Search code examples
hbase

Strategy to create splits for Hbase Table.


   Can any one suggest me strategies while splitting HBASE table. I have data range starts from [a-z]. 

I have splitted it in as {"e","j","o","u"}. Will it be efficient way.


Solution

  • How are you data splitted ?

    When you split a table you need to avoid hotspotting. Which can be for example prevented with salting. If your rows are evenly distributed, then your split is fine.

    But if you don't control your data it is better to apply salting to your rows keys.
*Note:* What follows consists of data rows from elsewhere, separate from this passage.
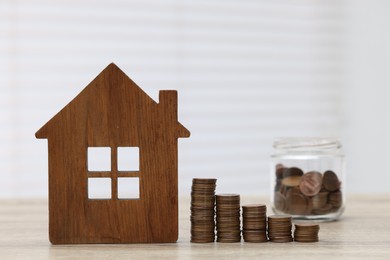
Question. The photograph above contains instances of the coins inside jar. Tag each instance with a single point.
(302, 193)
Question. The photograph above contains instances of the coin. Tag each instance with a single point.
(306, 232)
(279, 228)
(202, 210)
(291, 181)
(311, 183)
(296, 204)
(228, 218)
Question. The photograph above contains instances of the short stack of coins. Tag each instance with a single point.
(279, 228)
(228, 218)
(203, 210)
(254, 223)
(306, 232)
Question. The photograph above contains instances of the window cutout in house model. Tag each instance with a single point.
(128, 158)
(99, 188)
(128, 188)
(99, 159)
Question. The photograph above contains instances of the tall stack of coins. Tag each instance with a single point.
(310, 193)
(306, 232)
(254, 223)
(203, 210)
(279, 228)
(228, 218)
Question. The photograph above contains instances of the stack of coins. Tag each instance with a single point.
(203, 210)
(306, 232)
(228, 218)
(254, 223)
(279, 228)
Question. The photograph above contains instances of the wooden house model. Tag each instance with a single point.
(115, 118)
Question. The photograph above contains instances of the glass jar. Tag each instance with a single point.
(308, 178)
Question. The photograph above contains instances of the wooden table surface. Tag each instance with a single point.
(362, 232)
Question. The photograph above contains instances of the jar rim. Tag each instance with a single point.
(307, 143)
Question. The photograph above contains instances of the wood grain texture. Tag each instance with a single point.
(112, 111)
(363, 232)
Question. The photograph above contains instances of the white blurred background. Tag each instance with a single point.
(246, 72)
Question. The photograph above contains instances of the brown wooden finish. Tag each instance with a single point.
(112, 111)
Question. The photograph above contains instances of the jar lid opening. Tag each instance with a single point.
(307, 143)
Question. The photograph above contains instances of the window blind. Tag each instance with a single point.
(246, 72)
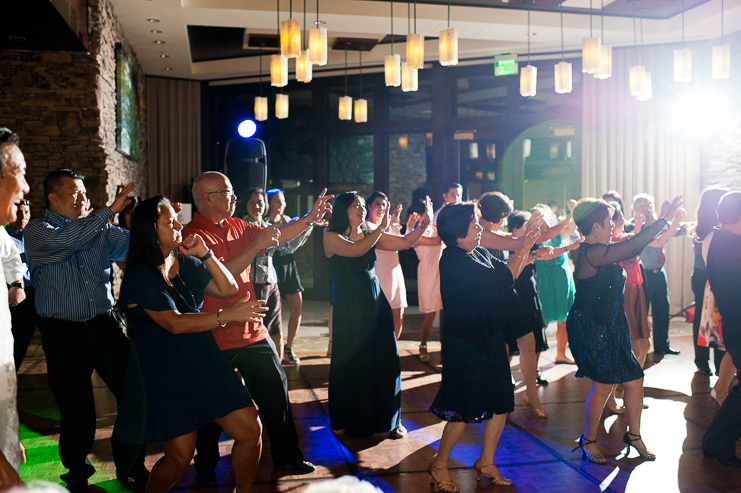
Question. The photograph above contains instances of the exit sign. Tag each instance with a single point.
(505, 67)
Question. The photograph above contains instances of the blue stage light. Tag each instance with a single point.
(247, 129)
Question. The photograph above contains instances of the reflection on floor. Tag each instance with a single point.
(535, 453)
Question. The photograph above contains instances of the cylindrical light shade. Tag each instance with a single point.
(281, 106)
(345, 108)
(647, 89)
(563, 77)
(528, 81)
(361, 110)
(721, 62)
(637, 78)
(318, 46)
(290, 38)
(392, 67)
(303, 67)
(409, 78)
(448, 47)
(605, 63)
(261, 109)
(683, 65)
(415, 50)
(278, 70)
(591, 54)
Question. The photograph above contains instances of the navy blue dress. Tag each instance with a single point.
(176, 383)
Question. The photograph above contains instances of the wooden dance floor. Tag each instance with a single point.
(535, 453)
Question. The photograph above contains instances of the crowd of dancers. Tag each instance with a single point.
(194, 343)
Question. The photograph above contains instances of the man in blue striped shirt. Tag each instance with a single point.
(70, 253)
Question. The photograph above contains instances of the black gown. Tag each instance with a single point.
(476, 381)
(364, 373)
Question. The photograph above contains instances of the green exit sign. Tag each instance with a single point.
(505, 67)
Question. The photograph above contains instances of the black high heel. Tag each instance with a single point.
(597, 458)
(644, 453)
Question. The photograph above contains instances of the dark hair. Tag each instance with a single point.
(495, 206)
(707, 216)
(53, 181)
(7, 136)
(589, 211)
(517, 219)
(122, 214)
(340, 221)
(729, 208)
(453, 222)
(615, 195)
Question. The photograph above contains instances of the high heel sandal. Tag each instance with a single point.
(597, 458)
(495, 480)
(423, 357)
(538, 411)
(445, 486)
(644, 453)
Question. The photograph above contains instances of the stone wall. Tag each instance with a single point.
(63, 106)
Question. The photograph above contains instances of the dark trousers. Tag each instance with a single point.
(725, 429)
(73, 350)
(267, 383)
(702, 353)
(23, 323)
(657, 299)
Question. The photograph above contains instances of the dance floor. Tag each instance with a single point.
(535, 453)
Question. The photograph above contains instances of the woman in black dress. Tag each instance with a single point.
(364, 373)
(598, 329)
(476, 381)
(178, 380)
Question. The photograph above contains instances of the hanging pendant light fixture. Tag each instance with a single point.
(261, 103)
(345, 101)
(529, 74)
(722, 53)
(683, 59)
(392, 62)
(304, 72)
(361, 105)
(318, 42)
(281, 106)
(563, 68)
(605, 63)
(591, 52)
(415, 44)
(448, 44)
(290, 35)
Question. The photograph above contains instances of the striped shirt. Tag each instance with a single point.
(70, 263)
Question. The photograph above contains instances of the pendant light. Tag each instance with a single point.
(591, 49)
(529, 74)
(683, 59)
(415, 44)
(281, 106)
(361, 105)
(303, 63)
(345, 108)
(392, 62)
(290, 35)
(261, 103)
(605, 63)
(448, 44)
(318, 42)
(721, 53)
(563, 68)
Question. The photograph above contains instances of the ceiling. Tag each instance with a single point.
(202, 39)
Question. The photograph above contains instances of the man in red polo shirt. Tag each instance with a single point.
(247, 345)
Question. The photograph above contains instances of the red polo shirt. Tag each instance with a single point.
(227, 240)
    I will give you the example from the HBase documentation

    If you have some rows like this :

    foo001
    foo002
    foo003
    foo004
    

    Then all your rows will go in the same split, which will cause hotspotting.

    That's were salting is important if you add a random string at the beginning of your row, for example "e", "j", "o" or "u" then you will distribute your data evenly

    e-foo002
    u-foo003
    

    And your data will be more evenly distributed. You can apply a random or determinist salting, it's up to you, but a determinist one is better, cause random can cause tricky stuff with salting.

    As a (very) quick conclusion : if you have evenly distributed data, your splits are fine, else it would be better to apply salting

    EDIT : Might be a good idea to explain this in the documentation on SO.